ヨーガ八支則はとても奥深いので専門書籍で学ぶことをおすすめ致します。

 

おすすめヨーガ関連書籍

ヨーガスートラ

 

  • 佐保田鶴治『解説ヨーガ・スートラ』
  • 『ヨーガ・スートラ パタンジャリ哲学の精髄』東方出版㈱
  • グレゴール・メーレ、伊藤雅之(監訳)『現代人のためのヨーガ・スートラ』GAIA BOOKS
  • スワミ・サッチダーナンダ『インテグラル・ヨーガ(パタンジャリのヨーガ・スートラ)』

ヨーガ関連書籍

 

  • B.K.S.アイアンガー『ハタヨガの真髄』
  • 山下博司『ヨーガの思想』講談社
  • 沖正弘『ヨガの喜び』光文社
  • ルーシー・リデル、シヴァーナンダヨーガセンター(編集)『ヨーガ本質と実践』GAIA BOOKS

原始仏教関連書籍

 

  • 中村元『原始仏典』ちくま学芸文庫
  • 中村元『ブッタのことば-スッタニパータ』岩波文庫
  • 中村元『ブッタの真理のことば・感興のことば』岩波文庫

 

最後に

 

中道ヨーガには特に厳格な原則があるわけではありません。

 

ヤマ、ニヤマ編

  • ヨーギーである以前に、ひとりの人間として、出来る範囲で実践すること。

 

アーサナ編

  • 呼吸と動作の連動に意識すること。
  • 「木を見て森を見ず」ではないが、あまり細部にこだわら過ぎず、一連の流れを大切にすること。
  • 特に決まりがなく生徒ひとりひとりが自身にあったシークエンスを自分自身で構築できるようガイディングします。
  • アジャストについても本人に気づきを与える程度のもの。

 

プラーナーヤーマ編

  • 特別な呼吸法は行いません。

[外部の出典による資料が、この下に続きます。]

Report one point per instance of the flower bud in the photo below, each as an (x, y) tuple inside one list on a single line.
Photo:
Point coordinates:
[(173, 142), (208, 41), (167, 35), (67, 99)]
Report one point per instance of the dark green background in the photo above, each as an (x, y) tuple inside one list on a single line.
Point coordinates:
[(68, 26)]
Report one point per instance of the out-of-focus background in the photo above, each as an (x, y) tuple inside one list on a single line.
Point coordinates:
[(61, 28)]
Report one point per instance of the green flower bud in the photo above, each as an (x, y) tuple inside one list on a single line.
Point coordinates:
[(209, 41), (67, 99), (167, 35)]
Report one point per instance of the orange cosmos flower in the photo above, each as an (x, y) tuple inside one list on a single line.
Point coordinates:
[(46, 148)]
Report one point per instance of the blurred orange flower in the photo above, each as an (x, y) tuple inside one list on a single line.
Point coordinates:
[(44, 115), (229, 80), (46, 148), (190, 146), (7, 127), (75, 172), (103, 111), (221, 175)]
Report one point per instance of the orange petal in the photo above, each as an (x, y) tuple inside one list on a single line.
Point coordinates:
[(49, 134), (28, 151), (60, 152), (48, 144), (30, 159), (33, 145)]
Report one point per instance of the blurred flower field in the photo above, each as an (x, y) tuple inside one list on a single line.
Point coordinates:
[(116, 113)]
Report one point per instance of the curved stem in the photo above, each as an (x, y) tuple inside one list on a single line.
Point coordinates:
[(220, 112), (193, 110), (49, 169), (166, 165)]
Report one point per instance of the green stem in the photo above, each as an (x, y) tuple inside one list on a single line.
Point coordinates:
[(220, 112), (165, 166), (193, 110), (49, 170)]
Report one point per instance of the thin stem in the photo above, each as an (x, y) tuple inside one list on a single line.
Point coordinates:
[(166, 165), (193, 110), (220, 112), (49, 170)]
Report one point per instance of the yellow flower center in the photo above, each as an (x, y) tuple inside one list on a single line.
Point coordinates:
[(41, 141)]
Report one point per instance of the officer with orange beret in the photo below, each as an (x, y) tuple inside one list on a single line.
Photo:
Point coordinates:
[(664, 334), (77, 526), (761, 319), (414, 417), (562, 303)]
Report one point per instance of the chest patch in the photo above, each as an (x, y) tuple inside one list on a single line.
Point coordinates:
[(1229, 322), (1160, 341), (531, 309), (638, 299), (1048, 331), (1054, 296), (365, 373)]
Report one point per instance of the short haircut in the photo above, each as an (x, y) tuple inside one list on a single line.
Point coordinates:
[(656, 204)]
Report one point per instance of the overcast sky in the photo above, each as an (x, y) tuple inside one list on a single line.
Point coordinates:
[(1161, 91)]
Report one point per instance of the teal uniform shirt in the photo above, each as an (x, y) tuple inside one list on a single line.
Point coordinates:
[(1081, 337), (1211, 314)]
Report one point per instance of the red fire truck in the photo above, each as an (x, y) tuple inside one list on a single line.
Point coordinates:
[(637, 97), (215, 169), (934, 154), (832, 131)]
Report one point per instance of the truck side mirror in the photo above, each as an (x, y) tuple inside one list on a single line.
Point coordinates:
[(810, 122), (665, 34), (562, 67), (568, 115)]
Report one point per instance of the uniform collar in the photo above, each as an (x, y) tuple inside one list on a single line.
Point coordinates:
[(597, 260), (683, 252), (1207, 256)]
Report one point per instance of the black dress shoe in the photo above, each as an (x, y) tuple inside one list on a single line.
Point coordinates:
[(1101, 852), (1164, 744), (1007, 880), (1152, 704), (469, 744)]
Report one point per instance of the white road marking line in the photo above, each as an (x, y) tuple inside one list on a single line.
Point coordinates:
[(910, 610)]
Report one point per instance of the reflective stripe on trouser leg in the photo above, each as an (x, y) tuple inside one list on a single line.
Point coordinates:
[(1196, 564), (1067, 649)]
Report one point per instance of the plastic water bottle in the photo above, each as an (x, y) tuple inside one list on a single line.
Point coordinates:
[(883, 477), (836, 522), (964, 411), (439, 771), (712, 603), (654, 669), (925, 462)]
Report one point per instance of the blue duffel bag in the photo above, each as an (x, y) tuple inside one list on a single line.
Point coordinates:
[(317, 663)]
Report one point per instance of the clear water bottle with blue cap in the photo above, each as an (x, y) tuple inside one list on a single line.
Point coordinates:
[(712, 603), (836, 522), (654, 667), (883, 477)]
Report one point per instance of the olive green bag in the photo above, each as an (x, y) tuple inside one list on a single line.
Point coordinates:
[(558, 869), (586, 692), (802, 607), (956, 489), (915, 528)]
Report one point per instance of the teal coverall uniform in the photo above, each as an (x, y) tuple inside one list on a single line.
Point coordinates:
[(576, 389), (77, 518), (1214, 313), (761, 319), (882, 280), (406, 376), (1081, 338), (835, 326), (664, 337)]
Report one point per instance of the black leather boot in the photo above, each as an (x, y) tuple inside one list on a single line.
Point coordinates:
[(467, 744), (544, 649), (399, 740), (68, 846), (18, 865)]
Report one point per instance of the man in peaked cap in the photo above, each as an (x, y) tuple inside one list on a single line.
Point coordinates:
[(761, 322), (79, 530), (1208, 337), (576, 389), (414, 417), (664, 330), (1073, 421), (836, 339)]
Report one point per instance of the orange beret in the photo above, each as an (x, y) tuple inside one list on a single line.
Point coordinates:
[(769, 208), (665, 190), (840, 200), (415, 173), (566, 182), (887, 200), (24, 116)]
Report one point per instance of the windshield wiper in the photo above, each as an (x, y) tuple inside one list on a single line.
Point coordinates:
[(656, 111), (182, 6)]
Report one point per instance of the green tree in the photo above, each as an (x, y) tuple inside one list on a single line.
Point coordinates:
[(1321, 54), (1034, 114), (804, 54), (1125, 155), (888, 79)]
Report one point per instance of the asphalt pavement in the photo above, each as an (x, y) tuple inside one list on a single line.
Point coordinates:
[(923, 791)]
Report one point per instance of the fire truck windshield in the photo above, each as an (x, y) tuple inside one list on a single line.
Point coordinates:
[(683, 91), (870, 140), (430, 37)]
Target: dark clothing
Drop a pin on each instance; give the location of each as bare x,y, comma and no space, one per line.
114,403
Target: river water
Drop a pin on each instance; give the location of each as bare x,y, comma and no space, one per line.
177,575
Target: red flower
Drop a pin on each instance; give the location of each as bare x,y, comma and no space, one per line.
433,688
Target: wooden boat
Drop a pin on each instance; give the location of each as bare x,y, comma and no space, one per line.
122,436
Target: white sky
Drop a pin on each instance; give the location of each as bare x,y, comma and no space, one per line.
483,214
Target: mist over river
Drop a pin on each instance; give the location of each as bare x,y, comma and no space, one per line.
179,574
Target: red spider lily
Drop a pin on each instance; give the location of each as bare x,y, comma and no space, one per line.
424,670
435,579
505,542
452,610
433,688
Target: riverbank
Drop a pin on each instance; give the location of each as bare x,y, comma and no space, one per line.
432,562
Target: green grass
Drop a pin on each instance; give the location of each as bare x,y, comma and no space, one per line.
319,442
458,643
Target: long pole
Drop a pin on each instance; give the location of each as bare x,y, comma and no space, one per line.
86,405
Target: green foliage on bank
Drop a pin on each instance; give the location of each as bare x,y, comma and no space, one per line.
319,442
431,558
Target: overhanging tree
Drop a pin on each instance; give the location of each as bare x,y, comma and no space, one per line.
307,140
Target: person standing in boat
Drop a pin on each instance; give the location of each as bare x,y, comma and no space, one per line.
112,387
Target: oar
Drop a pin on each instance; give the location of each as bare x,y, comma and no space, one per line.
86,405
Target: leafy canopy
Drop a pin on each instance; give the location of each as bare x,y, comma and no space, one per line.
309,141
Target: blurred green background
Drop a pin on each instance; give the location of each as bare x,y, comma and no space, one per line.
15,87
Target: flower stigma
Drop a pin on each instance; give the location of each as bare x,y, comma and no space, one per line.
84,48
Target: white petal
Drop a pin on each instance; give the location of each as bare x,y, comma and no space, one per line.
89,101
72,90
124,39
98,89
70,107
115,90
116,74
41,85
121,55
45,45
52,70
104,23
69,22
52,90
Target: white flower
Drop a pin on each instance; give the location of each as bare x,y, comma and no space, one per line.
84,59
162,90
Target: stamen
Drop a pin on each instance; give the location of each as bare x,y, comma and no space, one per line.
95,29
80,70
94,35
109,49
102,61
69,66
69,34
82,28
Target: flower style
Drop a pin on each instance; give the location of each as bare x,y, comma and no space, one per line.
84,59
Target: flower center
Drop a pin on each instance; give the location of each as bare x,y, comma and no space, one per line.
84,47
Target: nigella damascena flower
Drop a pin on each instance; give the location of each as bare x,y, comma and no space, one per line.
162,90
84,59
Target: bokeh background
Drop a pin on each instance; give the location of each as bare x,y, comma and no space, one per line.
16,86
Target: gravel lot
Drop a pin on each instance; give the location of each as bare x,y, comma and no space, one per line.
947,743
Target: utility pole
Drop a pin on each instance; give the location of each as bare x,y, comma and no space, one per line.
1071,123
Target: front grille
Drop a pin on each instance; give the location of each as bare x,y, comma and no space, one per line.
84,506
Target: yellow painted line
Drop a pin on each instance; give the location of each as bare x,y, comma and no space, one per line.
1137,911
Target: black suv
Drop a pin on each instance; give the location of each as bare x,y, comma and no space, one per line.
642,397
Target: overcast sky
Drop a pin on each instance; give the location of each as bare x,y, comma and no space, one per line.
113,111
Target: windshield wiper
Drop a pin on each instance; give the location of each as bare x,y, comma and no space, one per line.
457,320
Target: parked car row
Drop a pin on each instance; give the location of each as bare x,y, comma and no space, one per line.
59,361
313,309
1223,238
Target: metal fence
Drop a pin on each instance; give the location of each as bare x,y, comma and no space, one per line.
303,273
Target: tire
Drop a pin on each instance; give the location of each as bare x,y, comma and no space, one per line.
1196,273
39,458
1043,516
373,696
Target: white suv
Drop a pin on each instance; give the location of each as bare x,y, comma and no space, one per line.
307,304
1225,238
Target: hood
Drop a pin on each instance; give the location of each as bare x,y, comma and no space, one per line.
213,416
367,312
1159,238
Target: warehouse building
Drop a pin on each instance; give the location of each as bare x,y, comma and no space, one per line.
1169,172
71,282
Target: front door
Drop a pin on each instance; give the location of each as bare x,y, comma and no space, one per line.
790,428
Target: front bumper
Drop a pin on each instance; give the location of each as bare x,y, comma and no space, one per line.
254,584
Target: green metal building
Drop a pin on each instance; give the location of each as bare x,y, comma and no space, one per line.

(数分間の特別な呼吸法よりも日々の生活の中で深く長い呼吸を意識するほうが効果的だと私自身が考えているからです)
  • 強い呼吸が必要なときにはウジャイ呼吸を使います。

 

プラティヤーハーラ編

  • まずはマットの上でしっかりと感覚と意識を内側へ向けていく。
  • その積重ねで常に感覚と意識が内側に保てるようになる。

 

ダーラナー、ディヤーナ、サマーディ編

  • 私の感覚では習得するものではなく訪れるもの。

 

中道ヨーガは、自分自身で中道(ニュートラル)を見つけ出し、心身ともに健康で心豊かに生きるための知恵であります。

そして何より指導者を自分の内側に見いだす術でもあるのです。

あなたにとって最高の指導者になれるのは他の誰かではありません。あなた自身なのです。